In honour of International Rollercoaster Day, I went looking for an explainer/review with on-ride footage of perhaps the scariest rollercoaster I've ever been on and this Coaster Studios video from 2022 is pretty good. It goes into some of the pros and cons that line up with what I can remember but also acknowledges that it's a great ride that has to be experienced first hand to truly know what it's about.
A few years ago my husband and I stopped off in LA for a couple of days on the way to our honeymoon destination (yes we're extra because yes, it was Hawaii.) It was by that point the furthest I'd ever travelled away from the UK and the biggest time jump I'd experienced. If you want to cure jetlag then few things do the trick like a huge shot of adrenaline...
The first thing to mention is that the UK is fairly crap for thrill rides, as in there are only a wee handful of parks that have anything actually decent. And even then because you're never too far from a residential area there's only so tall we can build them or even if they're tall they'll be a lot shorter than rollercoasters elsewhere. Until I went to the USA I don't think I had experience so many HUGE rollercoasters that last more than a couple of minutes.
My husband had actually been to Six Flags Magic Mountain as a teenager so he'd ridden X2 before. He warned me that it was pretty intense and I won't lie, seeing it in person sufficiently intimidated me. But I was determined. I spent so much of my childhood and teenage years letting my mum get in my head when SHE was terrified of something. Being on a plane, driving a car, going on a rollercoaster - all things that she refuses to do herself and got in my head over it.
I don't remember much about waiting for this ride. I know we were in the queue for quite a while because it was July, it's one of the most popular attractions in the park AND as the video explains for a rollercoaster its capacity is on the garbage end of things. Necessary and in-built delays in a dispatch sequence add up, meaning the queue doesn't go down quickly.
What I do remember is realising how vulnerable your lower body feels once you're sitting back strapped into those seats.
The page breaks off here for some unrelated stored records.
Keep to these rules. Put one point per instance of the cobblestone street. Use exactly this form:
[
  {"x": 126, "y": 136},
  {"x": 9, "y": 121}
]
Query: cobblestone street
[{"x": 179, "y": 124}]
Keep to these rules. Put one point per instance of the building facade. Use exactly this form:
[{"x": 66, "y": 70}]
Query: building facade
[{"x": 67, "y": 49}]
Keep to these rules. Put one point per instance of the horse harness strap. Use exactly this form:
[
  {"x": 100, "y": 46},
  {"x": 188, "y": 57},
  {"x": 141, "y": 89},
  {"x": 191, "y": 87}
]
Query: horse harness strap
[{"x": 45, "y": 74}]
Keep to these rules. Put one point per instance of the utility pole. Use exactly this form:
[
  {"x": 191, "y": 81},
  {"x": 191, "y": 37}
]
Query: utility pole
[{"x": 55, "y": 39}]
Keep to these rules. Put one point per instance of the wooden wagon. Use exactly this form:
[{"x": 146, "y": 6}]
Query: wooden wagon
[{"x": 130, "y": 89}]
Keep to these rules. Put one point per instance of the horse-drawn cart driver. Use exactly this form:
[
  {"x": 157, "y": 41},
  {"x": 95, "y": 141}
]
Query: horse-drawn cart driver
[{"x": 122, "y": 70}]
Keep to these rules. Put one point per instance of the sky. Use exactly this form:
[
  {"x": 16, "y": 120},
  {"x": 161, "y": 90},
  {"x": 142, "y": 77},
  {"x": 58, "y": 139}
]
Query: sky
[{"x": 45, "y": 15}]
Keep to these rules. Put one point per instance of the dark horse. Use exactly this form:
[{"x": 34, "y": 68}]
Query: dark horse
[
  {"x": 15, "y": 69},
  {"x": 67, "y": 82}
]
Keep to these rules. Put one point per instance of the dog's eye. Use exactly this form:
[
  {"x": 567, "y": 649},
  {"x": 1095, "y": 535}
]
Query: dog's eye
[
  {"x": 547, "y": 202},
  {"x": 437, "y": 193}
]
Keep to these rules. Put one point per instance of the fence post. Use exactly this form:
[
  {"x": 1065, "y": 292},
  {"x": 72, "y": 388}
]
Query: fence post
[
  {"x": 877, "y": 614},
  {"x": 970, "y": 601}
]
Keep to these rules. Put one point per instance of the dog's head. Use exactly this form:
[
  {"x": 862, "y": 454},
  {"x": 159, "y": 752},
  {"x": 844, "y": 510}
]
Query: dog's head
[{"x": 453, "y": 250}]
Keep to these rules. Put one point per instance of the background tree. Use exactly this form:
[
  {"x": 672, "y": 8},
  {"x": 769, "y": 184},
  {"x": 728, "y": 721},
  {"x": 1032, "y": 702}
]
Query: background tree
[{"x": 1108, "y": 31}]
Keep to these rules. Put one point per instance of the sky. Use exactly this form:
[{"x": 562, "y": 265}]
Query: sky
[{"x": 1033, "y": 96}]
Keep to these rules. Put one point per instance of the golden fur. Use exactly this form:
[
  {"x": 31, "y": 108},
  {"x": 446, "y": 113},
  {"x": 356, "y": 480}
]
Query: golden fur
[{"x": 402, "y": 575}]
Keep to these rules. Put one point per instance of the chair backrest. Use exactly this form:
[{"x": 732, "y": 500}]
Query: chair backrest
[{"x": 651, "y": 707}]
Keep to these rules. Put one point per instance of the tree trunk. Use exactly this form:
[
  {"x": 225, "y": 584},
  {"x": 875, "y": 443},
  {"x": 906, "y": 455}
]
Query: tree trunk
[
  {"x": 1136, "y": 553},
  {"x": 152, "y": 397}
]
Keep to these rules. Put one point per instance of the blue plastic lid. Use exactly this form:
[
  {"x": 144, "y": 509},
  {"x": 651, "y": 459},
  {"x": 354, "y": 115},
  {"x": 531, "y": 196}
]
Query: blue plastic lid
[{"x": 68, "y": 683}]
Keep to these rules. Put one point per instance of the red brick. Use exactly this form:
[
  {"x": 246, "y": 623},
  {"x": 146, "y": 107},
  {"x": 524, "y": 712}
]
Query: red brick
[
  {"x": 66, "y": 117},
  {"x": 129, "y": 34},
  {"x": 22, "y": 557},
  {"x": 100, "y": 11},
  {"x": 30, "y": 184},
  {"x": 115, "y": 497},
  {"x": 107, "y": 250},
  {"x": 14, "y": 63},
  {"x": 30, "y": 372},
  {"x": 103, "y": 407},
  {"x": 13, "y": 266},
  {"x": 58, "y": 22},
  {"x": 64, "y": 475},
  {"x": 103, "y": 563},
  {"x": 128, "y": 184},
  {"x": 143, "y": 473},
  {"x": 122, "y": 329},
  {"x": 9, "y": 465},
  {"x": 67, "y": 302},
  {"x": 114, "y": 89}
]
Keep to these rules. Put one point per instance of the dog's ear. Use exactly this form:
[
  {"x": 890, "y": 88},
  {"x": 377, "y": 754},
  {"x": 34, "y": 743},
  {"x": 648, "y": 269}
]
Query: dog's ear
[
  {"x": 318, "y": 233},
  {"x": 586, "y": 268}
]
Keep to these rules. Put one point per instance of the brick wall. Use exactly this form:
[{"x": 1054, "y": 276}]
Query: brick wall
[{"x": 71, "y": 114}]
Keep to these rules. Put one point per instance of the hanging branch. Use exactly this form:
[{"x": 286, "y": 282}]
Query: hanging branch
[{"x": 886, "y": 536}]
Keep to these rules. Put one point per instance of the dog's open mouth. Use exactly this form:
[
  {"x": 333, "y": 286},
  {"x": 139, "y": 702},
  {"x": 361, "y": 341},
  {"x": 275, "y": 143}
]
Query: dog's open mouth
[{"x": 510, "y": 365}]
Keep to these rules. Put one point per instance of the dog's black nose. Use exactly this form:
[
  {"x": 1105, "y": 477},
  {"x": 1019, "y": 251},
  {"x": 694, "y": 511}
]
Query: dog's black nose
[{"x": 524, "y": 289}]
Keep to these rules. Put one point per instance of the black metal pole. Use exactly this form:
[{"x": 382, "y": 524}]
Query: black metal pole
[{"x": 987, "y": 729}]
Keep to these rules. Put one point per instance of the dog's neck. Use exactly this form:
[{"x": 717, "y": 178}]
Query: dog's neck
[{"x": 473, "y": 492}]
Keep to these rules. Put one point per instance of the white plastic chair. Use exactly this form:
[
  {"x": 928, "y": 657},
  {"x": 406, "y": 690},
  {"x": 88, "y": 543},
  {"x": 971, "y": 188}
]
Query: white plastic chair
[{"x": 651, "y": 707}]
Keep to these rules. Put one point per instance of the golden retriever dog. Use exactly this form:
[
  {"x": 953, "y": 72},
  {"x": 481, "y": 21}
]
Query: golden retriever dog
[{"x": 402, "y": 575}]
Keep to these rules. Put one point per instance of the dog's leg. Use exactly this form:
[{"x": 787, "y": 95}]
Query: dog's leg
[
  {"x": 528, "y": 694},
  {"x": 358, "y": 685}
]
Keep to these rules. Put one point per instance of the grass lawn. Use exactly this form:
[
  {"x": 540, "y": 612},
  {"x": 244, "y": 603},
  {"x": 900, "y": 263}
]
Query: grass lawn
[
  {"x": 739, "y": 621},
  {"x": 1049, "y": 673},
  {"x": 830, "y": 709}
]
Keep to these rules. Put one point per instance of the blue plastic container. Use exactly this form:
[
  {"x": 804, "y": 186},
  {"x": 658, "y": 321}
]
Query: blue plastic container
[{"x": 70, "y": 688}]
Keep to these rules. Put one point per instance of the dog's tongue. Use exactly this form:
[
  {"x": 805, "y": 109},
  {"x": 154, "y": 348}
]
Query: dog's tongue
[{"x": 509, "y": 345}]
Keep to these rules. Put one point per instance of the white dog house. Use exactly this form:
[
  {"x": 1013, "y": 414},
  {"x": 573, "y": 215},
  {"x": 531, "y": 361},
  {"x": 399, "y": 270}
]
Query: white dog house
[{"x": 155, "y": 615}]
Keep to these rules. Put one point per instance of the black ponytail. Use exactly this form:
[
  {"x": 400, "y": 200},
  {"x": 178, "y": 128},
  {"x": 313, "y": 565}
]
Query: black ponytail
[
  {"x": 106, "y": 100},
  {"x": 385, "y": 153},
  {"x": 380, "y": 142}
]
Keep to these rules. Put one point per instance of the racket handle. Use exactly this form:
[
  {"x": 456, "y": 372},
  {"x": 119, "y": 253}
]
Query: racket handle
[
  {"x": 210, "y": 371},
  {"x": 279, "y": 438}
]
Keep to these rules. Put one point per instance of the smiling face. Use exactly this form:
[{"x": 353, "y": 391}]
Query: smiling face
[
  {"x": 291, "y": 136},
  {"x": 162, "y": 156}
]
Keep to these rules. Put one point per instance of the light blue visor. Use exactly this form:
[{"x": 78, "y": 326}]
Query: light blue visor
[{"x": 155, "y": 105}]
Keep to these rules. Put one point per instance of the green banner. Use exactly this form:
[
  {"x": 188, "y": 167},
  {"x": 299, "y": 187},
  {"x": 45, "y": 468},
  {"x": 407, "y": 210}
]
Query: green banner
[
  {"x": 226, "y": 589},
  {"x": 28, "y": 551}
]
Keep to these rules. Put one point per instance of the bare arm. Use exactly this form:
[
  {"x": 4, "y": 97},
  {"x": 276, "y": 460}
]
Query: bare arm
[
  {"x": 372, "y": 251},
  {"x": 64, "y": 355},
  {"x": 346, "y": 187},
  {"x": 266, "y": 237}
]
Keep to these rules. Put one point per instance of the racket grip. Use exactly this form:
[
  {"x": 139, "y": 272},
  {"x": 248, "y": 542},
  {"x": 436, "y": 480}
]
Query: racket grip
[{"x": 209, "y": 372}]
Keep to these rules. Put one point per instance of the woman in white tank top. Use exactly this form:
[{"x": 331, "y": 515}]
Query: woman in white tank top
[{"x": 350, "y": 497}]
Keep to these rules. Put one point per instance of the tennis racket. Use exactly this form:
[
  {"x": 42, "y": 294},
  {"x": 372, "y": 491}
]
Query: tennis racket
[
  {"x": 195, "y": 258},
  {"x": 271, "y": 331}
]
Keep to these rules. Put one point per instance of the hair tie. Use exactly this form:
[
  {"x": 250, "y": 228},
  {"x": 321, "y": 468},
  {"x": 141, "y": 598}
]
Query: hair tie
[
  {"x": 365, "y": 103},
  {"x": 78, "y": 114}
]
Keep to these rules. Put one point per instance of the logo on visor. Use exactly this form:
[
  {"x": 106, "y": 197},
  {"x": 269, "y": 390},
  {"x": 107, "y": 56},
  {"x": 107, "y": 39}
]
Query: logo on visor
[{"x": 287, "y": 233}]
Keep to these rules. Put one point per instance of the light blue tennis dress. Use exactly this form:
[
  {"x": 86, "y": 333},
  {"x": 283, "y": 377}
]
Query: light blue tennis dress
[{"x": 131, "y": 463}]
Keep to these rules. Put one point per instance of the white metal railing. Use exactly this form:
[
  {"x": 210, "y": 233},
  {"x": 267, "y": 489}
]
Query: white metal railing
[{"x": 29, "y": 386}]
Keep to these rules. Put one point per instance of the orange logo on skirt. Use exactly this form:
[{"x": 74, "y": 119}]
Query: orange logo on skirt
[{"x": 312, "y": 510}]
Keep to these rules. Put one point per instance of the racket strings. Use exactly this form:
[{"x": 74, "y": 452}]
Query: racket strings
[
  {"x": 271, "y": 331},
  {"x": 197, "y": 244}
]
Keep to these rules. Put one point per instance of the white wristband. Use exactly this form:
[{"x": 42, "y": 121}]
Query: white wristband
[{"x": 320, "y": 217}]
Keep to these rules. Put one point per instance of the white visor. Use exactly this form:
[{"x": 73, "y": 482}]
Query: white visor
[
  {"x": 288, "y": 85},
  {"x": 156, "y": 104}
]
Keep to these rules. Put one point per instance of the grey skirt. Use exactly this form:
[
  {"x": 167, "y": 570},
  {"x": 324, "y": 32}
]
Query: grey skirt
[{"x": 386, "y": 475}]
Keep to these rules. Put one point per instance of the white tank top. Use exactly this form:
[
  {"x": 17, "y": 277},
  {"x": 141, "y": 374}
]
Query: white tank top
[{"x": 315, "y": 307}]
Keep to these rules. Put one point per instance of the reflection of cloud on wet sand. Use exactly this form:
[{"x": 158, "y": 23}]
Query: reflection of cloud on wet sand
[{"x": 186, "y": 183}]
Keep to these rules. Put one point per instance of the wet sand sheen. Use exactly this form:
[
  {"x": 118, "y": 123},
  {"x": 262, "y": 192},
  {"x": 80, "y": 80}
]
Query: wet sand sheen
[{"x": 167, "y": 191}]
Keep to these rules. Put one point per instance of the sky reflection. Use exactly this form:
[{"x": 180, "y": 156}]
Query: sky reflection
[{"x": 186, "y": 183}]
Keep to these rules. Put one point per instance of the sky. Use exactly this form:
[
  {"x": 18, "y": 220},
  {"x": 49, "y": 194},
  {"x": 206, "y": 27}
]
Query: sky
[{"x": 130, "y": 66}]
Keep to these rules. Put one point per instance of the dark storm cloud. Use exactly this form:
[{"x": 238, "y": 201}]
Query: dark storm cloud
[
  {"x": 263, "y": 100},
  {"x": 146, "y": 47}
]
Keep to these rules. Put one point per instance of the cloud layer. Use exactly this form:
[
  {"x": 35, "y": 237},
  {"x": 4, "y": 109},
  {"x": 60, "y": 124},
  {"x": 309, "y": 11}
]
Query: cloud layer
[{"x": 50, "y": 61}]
You realise that your legs are going to be dangling and the only part of you being held in is your torso. I've experienced OTSRs and lap restraints, X2 restraints are mind-bending in ways that beats both of those. The only ones that rival it are flying coasters, but that's mostly because of how weird it feels going up a lift hill with your face pointed at the ground.
I remember the ascent up the lift hill, facing backwards. I was nervous so when we got to the top and rolled over that first wee bump I tried to say "no no no no" in the style of that recurring Family Guy joke. My husband didn't hear me, the chain and then the train itself was making too much noise.
The seats flip you around a few times, the first one being on that first vertical drop. I think it was going on this that finally cured my aversion to Oblivion at Alton Towers. There's not any further to go on the scary scale than being thrown headfirst down a rollercoaster drop.
The one clear memory I have is when the seat flipped me again toward the end and my lower half lifted out of the seat. My legs fell back down in a way that meant I no longer had the wee blue hump that is supposed to sit between your thighs. The last part of the ride was really uncomfortable because my thigh kept pressing into the hump, but those mind-bending restraints had my upper body stapled so well that I couldn't twist my waist to get my leg back where it should be. Definitely put a downer on what was an overall amazing experience.
But the rough ending couldn't override how indescribable it is as a ride experience. It's certainly firmly in my top 3 rollercoaster adrenaline rushes. Other than the typical screaming I also LAUGH when I'm going around a ride like this, and once I'm walking off it at the end I continue to giggle and shake. I know it sounds awful but I actually enjoy it and, as someone who has never touched drugs, this is about the only high I will willingly experience.
I doubt I'll ever go on it again. It's very expensive to get to the west coast of the USA from here and this felt like a once in a lifetime trip to us anyway. But I'm glad I forced myself to go on X2. It's probably one of my "daft wee things that are NBD to most people" moments that I'm proudest of having achieved.